8. The method for intelligently identifying risk points in water conservancy projects based on the Internet of Things according to claim 1 is characterized in that: The step of screening out the second water conservancy risk point in all the key monitoring areas based on the strength of the causal relationship includes: Setting any of the key monitoring areas as a regional node, setting directed edges based on the operation layout between the nodes, and connecting all the regional nodes using the directed edges to generate the causal relationship graph; Splitting the causal relationship graph into multiple sub-graphs based on a directed connection method, if the regional node corresponding to the first water conservancy risk point exists in the sub-graph, establishing a Bayesian network structure based on the sub-graph, and estimating the conditional probability distribution of the Bayesian network structure using the real-time monitoring data corresponding to the regional node in the sub-graph to generate the causal relationship strength; If the causal relationship strength is greater than a second preset value, the regional sub-node of the first water risk point in the sub-relationship graph is set as the second water risk point.

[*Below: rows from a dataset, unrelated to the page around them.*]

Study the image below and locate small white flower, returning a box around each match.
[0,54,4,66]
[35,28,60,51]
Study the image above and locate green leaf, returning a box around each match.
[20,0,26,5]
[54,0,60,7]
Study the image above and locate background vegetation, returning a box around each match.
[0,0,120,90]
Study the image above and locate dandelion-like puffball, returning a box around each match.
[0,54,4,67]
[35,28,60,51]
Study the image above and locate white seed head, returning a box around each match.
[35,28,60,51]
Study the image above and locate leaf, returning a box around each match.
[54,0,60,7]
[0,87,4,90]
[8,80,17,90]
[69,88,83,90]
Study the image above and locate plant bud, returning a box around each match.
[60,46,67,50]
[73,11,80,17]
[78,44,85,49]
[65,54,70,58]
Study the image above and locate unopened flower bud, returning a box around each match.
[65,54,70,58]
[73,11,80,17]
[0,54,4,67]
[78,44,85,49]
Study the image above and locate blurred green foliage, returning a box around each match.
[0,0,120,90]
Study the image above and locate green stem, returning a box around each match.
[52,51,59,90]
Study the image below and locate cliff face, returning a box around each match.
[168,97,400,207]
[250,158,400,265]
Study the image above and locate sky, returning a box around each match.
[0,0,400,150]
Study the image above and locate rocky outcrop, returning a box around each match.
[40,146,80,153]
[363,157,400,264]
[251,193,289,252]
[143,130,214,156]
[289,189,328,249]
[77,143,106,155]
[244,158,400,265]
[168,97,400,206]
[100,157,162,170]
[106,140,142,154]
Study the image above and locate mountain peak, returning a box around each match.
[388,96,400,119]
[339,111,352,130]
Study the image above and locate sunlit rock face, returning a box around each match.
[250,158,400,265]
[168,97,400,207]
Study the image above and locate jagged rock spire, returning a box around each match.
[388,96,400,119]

9. An intelligent identification system for water conservancy project risk points based on the Internet of Things, characterized by: The IoT-based intelligent identification system for water conservancy project risk points includes: a data transmission module, configured to obtain a regional distribution map of the water conservancy project, deploy a plurality of sensors in key monitoring areas of the water conservancy project based on the regional distribution map, wherein the sensors collect sensor monitoring data based on a preset collection method and transmit the sensor monitoring data to an Internet of Things gateway, wherein the Internet of Things gateway pre-processes the received sensor monitoring data and classifies and stores the sensor monitoring data in a cloud server based on the key monitoring areas and sensor types; a risk identification module, configured to set the sensor monitoring data contained in any key monitoring area as data to be analyzed, extract data features related to water conservancy project risk factors from the data to be analyzed, annotate existing risk point data based on the data features, construct a risk identification model based on the annotated data features, and deploy the risk identification model to the cloud server; A risk prediction module is configured to receive real-time monitoring data of any of the key monitoring areas from the cloud server, output risk identification data based on the real-time monitoring data from the risk identification model, perform time series modeling on all of the risk identification data to generate a risk prediction model, output a risk factor change result for any of the key monitoring areas within a prediction time, and screen out a first water conservancy risk point from all of the key monitoring areas based on the risk factor change result; A summary module is used to construct a causal relationship diagram for all the key monitoring areas based on the regional distribution map, quantify the causal relationship strength in the causal relationship diagram based on the correlation of the water conservancy project risk factors, screen out the second water conservancy risk point in all the key monitoring areas based on the causal relationship strength, summarize the first water conservancy risk point and the second water conservancy risk point based on the water conservancy project risk factors, and generate a risk point list.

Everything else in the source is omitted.